Hijas e hijos (sin duda) tenemos –también en algunas etapas de nuestra vida al lado de la madre– miedo a la dependencia. Pero igual deseamos cuidados, entrega y cercanía de su parte. Por eso vivimos intentos alternados de aproximación y escape hacia la mujer. Y esto es mucho más frecuente de observar en las sociedades capitalistas, donde desde pequeños se nos educa con los mismos derechos y con las mismas aspiraciones y, sobre todo, con la misma necesidad de libertad.
“La maternidad puede ser tan fácil o tan difícil como lo sea la actitud de la mujer que la está experimentando. Pero eso sí: la maternidad aprieta todos los botones que llevan años dormidos en las personas. Hay mujeres que toda su vida desean ser madres, y cuando ocurre el feliz acontecimiento, rechazan a sus criaturas en tremendas crisis postparto, y mujeres que pueden parecer madres ideales y sin embargo resienten la libertad que perdieron con los hijos y se los dejan saber en maneras no muy agradables… que luego crean verdaderos traumas”, cita en el mismo libro Jessica Kreimerman.
Actualmente muchas mujeres que también somos madres estamos empezando a ver a través (o más allá) del espejo, para ser capaces de construir un nuevo sujeto social, desde nosotras mismas y no desde un abstracto social. Porque deseamos de todo corazón que las nuevas mujeres disfruten de una autonomía que les permita ser capaces de dar a luz, no solamente hijos e hijas, sino también decisiones, creaciones, ideas, pensamientos y sentimientos legitimados por su propia acción creadora.
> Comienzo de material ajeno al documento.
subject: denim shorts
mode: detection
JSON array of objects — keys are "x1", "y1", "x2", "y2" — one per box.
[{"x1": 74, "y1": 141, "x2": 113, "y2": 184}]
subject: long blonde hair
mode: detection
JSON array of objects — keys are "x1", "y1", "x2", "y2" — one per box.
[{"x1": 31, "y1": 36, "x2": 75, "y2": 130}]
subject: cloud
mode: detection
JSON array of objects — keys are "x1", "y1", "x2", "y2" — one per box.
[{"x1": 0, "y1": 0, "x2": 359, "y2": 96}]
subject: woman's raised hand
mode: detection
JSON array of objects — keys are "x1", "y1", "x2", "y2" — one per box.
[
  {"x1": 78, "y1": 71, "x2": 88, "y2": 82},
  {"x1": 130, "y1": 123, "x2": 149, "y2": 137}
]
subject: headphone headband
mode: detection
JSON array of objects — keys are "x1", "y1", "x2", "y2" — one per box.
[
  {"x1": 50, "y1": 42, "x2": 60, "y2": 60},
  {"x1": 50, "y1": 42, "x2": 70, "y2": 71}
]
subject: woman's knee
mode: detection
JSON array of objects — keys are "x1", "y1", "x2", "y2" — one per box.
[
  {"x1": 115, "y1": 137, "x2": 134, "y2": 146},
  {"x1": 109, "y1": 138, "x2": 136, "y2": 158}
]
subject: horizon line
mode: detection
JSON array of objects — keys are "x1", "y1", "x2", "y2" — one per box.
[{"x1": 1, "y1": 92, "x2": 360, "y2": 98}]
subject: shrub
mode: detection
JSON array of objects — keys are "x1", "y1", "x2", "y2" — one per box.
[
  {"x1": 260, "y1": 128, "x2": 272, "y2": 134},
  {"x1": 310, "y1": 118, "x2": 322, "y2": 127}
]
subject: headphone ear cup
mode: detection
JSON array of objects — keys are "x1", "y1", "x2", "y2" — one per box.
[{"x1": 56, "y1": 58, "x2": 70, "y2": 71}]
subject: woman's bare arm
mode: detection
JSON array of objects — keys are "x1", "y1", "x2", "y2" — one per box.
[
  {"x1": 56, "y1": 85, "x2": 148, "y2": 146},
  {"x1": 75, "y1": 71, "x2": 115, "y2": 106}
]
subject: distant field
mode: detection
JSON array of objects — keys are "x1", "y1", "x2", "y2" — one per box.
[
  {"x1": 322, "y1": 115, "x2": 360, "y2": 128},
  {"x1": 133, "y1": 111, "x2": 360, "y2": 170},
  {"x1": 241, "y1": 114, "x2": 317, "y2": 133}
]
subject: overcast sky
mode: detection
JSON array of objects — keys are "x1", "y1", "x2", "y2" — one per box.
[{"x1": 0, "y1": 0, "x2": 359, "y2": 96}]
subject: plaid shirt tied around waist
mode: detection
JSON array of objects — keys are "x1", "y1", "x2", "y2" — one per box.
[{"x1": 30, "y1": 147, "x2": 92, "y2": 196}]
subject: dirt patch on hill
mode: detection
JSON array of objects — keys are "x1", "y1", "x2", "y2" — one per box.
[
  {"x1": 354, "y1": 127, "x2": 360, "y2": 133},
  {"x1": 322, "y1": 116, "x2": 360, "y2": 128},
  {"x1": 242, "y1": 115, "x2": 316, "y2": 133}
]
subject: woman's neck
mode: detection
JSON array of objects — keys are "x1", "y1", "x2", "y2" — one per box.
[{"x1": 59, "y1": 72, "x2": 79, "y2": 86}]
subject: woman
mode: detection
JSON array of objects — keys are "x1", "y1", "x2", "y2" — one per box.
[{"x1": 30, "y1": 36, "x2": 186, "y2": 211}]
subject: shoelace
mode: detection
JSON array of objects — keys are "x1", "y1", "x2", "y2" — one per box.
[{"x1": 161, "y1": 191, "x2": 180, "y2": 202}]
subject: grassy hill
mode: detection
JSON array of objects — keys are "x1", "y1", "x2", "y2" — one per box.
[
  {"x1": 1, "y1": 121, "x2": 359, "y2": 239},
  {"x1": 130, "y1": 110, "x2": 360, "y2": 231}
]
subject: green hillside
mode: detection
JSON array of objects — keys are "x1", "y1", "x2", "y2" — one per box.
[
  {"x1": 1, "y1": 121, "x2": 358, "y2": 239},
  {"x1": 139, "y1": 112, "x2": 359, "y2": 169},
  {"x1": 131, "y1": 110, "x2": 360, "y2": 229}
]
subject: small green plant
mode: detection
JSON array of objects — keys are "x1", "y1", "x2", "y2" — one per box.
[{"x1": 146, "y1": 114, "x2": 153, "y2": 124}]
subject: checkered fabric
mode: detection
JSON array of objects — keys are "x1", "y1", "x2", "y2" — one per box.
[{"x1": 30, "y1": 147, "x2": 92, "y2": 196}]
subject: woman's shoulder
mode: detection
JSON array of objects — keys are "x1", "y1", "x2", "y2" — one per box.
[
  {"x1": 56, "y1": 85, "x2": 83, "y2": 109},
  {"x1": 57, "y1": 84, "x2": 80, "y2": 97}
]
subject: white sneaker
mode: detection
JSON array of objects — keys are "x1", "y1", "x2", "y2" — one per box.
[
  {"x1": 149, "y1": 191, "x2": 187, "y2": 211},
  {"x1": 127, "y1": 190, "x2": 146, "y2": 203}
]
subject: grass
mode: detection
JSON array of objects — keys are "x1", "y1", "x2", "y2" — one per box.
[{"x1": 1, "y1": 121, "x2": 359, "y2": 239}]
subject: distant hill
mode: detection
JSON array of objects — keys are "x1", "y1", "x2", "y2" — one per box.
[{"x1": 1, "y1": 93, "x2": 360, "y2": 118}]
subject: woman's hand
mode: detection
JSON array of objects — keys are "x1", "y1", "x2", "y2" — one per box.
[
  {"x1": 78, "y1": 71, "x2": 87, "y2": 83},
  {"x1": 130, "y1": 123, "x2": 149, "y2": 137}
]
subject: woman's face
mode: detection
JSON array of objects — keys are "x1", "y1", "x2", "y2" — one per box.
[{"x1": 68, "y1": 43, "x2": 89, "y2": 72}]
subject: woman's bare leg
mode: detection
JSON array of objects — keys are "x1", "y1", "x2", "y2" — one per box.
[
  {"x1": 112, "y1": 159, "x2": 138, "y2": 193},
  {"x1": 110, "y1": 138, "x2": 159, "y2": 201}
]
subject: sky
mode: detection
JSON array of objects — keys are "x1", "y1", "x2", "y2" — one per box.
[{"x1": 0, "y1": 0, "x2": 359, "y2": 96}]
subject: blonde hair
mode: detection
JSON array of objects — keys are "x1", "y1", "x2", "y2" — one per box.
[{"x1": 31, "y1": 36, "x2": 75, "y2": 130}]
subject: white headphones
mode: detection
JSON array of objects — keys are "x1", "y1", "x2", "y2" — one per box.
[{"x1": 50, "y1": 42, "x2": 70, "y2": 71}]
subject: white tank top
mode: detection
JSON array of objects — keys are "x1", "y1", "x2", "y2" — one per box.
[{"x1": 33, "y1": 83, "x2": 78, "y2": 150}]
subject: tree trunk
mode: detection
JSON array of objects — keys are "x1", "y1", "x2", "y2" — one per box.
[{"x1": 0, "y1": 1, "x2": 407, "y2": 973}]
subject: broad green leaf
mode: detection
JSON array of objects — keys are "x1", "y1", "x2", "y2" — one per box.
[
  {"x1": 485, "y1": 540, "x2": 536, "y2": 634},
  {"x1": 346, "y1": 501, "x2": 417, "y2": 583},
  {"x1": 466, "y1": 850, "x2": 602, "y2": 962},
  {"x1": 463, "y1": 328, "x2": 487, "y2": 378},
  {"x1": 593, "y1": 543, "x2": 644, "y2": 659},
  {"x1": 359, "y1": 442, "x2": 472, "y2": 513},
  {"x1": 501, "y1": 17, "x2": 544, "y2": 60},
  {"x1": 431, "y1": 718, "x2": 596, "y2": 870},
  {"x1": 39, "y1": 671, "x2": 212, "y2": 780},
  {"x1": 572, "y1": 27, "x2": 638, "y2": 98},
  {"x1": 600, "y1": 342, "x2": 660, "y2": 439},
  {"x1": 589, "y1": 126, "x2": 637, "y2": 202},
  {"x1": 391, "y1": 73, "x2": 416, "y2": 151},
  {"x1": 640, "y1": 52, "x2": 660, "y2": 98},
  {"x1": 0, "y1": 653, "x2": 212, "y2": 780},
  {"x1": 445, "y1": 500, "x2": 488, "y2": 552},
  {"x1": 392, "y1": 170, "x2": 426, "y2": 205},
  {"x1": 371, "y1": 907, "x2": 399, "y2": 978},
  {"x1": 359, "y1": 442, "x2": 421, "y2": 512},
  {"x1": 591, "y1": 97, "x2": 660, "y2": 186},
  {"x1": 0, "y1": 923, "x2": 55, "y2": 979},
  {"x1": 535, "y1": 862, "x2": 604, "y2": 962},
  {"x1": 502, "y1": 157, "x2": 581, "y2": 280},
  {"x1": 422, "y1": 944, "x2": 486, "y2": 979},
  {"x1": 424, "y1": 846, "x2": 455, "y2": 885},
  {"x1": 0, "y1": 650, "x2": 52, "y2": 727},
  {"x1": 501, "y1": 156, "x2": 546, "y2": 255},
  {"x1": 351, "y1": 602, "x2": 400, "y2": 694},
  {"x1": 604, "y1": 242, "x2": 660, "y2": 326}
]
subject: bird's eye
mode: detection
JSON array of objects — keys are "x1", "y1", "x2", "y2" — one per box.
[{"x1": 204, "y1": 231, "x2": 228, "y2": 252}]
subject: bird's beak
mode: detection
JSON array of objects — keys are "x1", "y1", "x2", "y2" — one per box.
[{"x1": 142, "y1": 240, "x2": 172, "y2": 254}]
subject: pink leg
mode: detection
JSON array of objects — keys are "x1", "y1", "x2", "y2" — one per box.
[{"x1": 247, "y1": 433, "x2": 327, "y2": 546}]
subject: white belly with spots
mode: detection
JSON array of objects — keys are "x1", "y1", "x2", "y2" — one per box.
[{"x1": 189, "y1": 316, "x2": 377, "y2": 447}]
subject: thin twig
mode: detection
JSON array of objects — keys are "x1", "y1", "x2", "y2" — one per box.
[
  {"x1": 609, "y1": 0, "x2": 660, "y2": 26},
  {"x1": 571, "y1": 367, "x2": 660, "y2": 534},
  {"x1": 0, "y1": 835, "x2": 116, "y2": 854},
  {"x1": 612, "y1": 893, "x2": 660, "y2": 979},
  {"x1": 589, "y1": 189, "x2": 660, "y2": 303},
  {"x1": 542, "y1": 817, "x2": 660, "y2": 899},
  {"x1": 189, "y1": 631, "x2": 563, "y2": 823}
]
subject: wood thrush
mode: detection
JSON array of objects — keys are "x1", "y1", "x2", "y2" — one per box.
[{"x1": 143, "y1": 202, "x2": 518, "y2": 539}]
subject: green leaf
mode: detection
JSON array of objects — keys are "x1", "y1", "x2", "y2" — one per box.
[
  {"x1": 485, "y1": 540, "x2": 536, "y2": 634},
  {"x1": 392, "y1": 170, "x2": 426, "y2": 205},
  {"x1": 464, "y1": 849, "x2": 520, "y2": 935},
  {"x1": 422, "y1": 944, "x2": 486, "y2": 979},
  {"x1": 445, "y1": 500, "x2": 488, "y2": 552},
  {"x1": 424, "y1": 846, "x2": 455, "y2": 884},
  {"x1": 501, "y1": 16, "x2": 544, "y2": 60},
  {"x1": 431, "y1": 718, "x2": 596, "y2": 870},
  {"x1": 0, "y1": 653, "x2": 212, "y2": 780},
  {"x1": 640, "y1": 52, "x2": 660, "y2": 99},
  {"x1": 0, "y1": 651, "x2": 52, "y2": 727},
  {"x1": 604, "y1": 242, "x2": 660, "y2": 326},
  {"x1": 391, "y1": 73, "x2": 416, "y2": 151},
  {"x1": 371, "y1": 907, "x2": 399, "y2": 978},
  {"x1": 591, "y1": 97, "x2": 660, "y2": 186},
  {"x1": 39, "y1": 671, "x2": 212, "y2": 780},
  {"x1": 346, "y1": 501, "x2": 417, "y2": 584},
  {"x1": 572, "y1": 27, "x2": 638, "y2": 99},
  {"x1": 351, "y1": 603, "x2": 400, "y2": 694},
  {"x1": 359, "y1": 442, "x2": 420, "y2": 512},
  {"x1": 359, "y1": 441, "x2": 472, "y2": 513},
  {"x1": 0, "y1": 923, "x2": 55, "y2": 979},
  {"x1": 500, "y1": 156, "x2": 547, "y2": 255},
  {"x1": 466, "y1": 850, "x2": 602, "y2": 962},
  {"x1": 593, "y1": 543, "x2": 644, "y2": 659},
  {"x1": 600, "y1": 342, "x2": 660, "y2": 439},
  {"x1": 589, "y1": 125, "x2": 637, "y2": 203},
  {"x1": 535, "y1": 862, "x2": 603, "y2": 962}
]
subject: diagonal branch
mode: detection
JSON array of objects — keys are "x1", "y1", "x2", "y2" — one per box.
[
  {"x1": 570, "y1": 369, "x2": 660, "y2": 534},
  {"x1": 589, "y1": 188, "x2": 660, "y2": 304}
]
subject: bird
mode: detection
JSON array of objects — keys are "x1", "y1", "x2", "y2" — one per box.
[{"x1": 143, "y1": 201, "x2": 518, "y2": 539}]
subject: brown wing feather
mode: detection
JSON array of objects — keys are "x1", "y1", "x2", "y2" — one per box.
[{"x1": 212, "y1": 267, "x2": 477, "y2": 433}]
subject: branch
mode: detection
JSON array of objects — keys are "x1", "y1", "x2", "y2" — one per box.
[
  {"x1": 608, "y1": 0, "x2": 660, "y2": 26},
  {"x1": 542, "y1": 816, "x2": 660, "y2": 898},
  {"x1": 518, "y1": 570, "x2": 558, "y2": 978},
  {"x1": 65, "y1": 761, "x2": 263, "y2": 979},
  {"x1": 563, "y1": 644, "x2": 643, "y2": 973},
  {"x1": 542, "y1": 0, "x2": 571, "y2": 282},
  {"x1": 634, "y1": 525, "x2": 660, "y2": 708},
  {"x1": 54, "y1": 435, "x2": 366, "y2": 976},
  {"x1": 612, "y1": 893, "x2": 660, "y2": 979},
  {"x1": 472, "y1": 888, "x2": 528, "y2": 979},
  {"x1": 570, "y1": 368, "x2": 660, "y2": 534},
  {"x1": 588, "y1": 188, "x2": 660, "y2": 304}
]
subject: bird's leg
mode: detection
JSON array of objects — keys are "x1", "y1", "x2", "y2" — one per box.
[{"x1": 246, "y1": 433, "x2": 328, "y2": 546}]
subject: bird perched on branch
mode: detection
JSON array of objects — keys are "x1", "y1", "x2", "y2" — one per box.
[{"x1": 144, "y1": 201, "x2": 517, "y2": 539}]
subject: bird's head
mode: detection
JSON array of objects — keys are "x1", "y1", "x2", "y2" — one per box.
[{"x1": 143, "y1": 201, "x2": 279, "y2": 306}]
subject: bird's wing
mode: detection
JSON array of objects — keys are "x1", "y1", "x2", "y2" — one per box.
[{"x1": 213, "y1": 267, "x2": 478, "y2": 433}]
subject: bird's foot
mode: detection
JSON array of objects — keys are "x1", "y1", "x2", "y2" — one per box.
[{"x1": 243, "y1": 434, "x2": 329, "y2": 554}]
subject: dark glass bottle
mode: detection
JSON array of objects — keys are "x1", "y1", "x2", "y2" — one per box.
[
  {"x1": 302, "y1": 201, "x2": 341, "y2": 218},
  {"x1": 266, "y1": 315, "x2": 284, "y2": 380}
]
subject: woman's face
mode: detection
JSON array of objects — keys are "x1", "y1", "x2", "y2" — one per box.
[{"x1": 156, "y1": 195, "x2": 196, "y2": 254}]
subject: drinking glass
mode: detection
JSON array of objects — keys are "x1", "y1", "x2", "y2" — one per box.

Estableciendo así un nuevo vínculo social en el que ellas sean un componente activo y no pasivo.
Recordando a las Madres de Plaza de Mayo, a las madres de los miles de desaparecidos en México, a las madres de los mineros, de los encarcelados, perseguidos y asesinados por defender tierras, recursos naturales e ideales; a las madres de quienes defienden el periodismo honesto, a Las Patronas, que ven como hijos e hijas a quienes migran, y a todas esas niñas que han encontrado la muerte aparejada a una maternidad temprana.